Capitec Bank CFO André du Plessis "overall pleased" with half-year results

André highlights the impact of IFRS 9 on Capitec Bank's results, saying the quality of the book has improved.

Capitec Bank has announced its financial results for the six months ended August on 26 September, reporting a 20 percent increase in headline earnings year-on-year and a 28 percent return on equity (ROE). 

“Overall we are pleased with the results,” Capitec Bank CFO André du Plessis said. “When analysing the results it is important to understand the impact of IFRS 9, which was implemented in March.”

André explained that the impact of IFRS 9 resulted in: 

  • Interest income and the related credit impairment charge are netted off for stage-three loans. The effect is that interest and the credit impairment charge are lower by R764 million. If taken into account the decrease in the net impairment charge would be 4 percent versus the 17 percent.
  • The gross loan book has increased by 17 percent however under IFRS 9, loans are only written off when there is no reasonable expectation of further recovery, whereas previously loans were written off when they were more than three months in arrears or had a legal status. The result is that loans remain on the book for a longer period of time (an appropriate provision is carried against these loans).

He continued, saying:

“The quality of the book has improved and this can be seen in the decrease in arrears up to three months of 11 percent. The credit loss ratio decreased to 7.2 percent compared to 10.2 percent in the six months ended August 2018.”
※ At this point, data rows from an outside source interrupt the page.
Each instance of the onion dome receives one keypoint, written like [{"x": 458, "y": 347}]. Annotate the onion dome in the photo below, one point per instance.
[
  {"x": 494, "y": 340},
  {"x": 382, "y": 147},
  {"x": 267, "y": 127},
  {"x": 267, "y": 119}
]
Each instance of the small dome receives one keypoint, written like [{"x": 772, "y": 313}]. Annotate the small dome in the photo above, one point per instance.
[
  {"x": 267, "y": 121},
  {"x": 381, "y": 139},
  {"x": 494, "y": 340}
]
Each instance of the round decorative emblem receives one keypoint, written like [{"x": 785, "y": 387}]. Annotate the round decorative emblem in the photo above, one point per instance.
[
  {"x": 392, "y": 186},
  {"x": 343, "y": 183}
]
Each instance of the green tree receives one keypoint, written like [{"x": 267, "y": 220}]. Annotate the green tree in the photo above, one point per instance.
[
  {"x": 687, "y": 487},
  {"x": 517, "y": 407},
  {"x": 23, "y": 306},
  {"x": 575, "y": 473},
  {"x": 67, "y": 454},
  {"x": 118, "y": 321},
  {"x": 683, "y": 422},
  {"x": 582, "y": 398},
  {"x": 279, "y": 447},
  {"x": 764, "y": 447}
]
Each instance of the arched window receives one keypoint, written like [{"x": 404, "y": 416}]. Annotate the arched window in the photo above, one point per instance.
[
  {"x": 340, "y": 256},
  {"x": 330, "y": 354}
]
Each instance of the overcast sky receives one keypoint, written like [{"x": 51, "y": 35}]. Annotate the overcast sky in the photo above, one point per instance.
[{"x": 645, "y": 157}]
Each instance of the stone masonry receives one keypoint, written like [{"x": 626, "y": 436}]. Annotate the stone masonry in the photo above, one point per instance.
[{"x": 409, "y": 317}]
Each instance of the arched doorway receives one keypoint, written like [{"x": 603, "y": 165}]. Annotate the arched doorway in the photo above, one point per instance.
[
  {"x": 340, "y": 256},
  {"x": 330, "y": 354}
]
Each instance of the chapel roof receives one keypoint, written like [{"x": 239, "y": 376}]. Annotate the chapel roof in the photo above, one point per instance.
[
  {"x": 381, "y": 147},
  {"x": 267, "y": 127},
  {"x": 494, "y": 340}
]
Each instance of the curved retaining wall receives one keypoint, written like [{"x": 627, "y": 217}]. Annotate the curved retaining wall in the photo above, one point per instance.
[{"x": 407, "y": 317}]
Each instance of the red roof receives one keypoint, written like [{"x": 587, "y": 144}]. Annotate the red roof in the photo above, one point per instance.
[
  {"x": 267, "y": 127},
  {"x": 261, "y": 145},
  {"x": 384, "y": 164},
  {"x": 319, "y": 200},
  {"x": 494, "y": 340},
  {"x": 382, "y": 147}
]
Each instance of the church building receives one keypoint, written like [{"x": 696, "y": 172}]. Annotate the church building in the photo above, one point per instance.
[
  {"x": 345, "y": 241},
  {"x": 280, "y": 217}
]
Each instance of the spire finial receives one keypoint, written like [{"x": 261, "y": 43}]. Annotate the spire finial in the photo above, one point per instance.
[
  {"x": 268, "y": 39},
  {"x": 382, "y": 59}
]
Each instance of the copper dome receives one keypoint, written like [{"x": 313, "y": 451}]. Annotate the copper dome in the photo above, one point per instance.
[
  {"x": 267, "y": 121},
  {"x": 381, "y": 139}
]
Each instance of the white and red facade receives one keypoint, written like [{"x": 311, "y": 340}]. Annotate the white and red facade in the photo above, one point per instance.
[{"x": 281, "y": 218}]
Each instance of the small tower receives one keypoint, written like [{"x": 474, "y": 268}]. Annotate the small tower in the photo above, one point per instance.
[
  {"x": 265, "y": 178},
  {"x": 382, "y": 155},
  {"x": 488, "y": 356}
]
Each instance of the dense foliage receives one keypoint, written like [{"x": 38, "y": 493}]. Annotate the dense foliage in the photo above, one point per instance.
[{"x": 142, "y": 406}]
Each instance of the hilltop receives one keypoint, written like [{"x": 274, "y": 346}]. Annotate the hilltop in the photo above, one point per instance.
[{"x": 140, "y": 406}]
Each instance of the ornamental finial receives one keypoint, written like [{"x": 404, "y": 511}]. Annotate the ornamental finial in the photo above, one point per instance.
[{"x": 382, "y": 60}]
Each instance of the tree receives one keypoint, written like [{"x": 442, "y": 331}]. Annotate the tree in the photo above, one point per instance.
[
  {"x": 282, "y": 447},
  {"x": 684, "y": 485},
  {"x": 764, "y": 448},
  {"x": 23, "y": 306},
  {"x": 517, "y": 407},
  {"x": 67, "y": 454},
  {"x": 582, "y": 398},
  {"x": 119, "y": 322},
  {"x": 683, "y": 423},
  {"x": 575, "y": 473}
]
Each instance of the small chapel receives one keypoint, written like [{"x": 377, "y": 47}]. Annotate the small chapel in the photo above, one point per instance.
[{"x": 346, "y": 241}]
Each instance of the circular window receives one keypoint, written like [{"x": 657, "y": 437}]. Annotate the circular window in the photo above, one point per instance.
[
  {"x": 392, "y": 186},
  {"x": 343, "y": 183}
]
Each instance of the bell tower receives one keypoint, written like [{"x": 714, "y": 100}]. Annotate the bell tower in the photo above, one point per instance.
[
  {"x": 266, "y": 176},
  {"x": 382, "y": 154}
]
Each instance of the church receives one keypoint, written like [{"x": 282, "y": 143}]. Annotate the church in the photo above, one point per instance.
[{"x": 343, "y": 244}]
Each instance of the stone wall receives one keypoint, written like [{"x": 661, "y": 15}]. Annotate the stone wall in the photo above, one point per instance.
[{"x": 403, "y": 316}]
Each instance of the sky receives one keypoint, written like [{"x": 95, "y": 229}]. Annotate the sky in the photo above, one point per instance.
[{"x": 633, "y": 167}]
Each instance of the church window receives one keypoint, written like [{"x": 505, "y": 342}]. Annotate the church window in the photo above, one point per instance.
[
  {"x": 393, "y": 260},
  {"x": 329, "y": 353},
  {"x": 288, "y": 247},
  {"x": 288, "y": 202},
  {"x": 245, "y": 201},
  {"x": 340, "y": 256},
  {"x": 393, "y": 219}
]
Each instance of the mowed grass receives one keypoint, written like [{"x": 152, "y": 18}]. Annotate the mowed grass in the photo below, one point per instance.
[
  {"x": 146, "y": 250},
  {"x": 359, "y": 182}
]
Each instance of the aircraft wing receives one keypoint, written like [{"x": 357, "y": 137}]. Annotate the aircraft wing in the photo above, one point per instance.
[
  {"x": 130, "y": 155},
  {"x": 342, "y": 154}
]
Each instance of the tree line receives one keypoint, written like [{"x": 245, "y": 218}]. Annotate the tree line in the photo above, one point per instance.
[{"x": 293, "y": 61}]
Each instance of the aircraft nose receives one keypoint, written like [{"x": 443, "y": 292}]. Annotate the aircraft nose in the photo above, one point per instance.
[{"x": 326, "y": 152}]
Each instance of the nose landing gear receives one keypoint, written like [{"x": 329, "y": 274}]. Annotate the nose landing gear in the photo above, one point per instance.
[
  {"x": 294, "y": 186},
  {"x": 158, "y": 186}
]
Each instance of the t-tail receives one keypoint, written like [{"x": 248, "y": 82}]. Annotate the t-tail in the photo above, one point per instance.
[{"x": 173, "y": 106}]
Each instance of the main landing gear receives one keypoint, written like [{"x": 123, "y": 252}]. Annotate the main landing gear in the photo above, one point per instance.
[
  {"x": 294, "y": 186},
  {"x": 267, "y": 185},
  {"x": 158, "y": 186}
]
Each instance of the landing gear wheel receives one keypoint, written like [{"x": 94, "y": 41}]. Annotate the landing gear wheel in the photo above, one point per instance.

According to André, further drivers include:

  • Average client growth of almost 200,000 per month over the last six months (total clients 12.6 million).
  • 6.8 million clients now making use of the bank’s digital channels (up from 4.7 at the end of August 2018).
  • Net transaction fee income increased by 12 percent despite the decrease in transaction fees. The net transaction fee and funeral income covered 91 percent of operating expenses (August 2018 90 percent).
  • Operating expenses have increased by 14 percent.
  • Implementation of IFRS 16 resulted in a depreciation charge of R199 million (included in opex) and R134 million of interest costs (included in interest expense). These costs replace operating lease charges for the period ended August 2018, of R245 million. IFRS 16 has the impact of front-loading the total lease cost. Over time, the interest cost will reduce as the lease liability reduces.
  • Capitec has sold more than 1 million funeral policies since the product launched in May 2018 (100,000 per month for the last 2 months). 67 percent of all policies sold are active and funeral insurance has contributed R107 million to the bottom line for the 6 months ended August 2019.

“Going forward, the Debt Intervention legislation does not compromise our credit portfolio as less than 5 percent of our credit book falls within the scope of the act. Currently, clients addressed in the act have the option to approach a debt counsellor or apply for debt review in which case we raise an appropriate credit impairment,” André said.